Ovelhas sem pastor

Ao desembarcar, viu Jesus uma grande multidão e compadeceu-se deles, porque eram como ovelhas que não têm pastor. E passou a ensinar-lhes muitas coisas. Marcos 6.34
Ovelha perdida, Bill Garrison (1924-2005)
Pode ser que estejamos dando a devida atenção à realidade com a qual Jesus se sensibilizou neste episódio; pode ser que a preocupação maior da igreja de hoje seja engendrar um meio para trazer estas ovelhas desgarradas de volta ao rebanho; pode ser também que se analise a fundo as causas que levaram as tais ovelhas a se desgarrarem; e pode ser ainda que certas práticas e doutrinas desgarrem mais do que propriamente agreguem, mas nada dissimula o fato de que a esmagadora maioria das ovelhas que a humanidade gerou até hoje, continua sem pastor.

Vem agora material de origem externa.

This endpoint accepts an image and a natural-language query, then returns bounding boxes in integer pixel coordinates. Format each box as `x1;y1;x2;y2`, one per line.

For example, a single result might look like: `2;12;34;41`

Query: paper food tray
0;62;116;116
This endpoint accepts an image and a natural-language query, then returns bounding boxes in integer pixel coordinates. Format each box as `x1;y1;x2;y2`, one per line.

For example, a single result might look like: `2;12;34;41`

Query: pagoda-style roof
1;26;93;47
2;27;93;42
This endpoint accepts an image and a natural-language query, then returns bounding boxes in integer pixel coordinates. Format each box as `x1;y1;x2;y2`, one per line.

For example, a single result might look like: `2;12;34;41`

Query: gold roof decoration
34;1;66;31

Não é sem razão que um parente próximo, agnóstico convicto e extremamente culto, está promovendo uma campanha para desovelhização da humanidade. Sua proposta encontra respaldo na prática que é comumente realizada pelos pastores de ovelhas desde sempre. Diz ele: Um pastor leva suas ovelhas para onde quer: pasto bom ou ruim. Por vezes, nem sabe mesmo onde as está levando. O certo é que o interesse do pastor é tosquiar suas ovelhas (para enriquecer materialmente) e, quando não mais prestarem, um sacrifício cruel as espera. Nada a reparar ou a contestar, é isso mesmo que acontece com as ovelhas ou com qualquer outro animal domesticado que possa ser relacionado como bem material. Quer se diga ovelha, quer operário, a verdade é mais ampla, pois nem mesmo homem, por mais desovelhizado que seja, consegue escapar da realidade do custo benefício.

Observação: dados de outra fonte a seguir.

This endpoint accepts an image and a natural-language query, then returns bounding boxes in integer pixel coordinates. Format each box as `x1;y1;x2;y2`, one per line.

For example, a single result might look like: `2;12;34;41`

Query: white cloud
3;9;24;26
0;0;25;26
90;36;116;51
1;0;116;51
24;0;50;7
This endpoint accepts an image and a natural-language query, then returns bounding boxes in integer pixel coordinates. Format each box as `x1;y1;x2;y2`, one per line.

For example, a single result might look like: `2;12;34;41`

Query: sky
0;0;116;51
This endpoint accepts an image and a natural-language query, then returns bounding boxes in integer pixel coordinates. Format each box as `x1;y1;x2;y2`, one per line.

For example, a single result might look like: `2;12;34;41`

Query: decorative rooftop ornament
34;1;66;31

No entanto, não é bem deste assunto que estamos tratando agora e aqui neste blog. Vejo bem claramente que a proposta inicial do Cristianismo contempla satisfatoriamente as necessidades detectadas nas duas faces da questão. Tanto a condução segura e altruísta da ovelha, quanto à desconstrução da ideologia que formou este ser que docilmente é levado ao sabor dos interesses econômicos de terceiros. Tudo se baseia no fato de Jesus ter se compadecido desse grupo. Jesus não teve pena. Jesus não lamentou o fato. Jesus não responsabilizou o governo ou qualquer pastor presidente local. O segredo que leva à desovelhização e à reconstrução de um ser íntegro e dotado de capacidade e liberdade começa justamente pelo compadecimento.

Muito embora possua vários sinônimos, compadecer significa padecer com, sofrer junto, sentir na pele a mesma aflição e angústia que o desorientado está sentindo no limiar do seu infortúnio. Os muçulmanos estabeleceram o tempo do Ramadan justamente com o intuito de restabelecer vínculos familiares e sociais. Este povo não somente faz jejum de alimentos para conhecer o que é a realidade de quem tem fome, mas se abstêm também dos prazeres, para conhecerem de perto a realidade dos marginalizados. A proposta de Jesus segue nesta direção, pois aquele que é chamado para estar à frente de um rebanho, é chamado ao mesmo tempo para dar a vida pelas suas ovelhas. É chamado para ser o primeiro a sentir as consequências do mal que ameaça as ovelhas.

Paulo entendeu tão bem esta proposta de Jesus, que mais tarde vai estabelecer critérios rígidos sobre a prática pastoral: Temos, porém, este tesouro em vasos de barro, para que a excelência do poder seja de Deus e não de nós. Em tudo somos atribulados, porém não angustiados; perplexos, porém não desanimados; perseguidos, porém não desamparados; abatidos, porém não destruídos. De modo que, em nós, opera a morte, mas, em vós, a vida. (II Co 4.7-9 e 12)

O Cristianismo condena severamente o caudilhismo. Não precisamos de mártires nem de salvadores da pátria. Já temos o nosso. Entendemos que Deus anda atrás de homens e mulheres que se disponham a dar as suas vidas pela causa maior da humanidade. Que Deus anda atrás de homens e mulheres que se coloquem à frente da muralha quando esta desaba pela força do inimigo. De pastores ovelhistas o mundo está cheio. Estão faltando aqueles que se dispõem a lutar a batalha inglória de tirar da boca lobos ainda que um sangrento pedaço de pele da ovelha destroçada. Aqueles que se compadecem daquelas que se perderam e foram devoradas.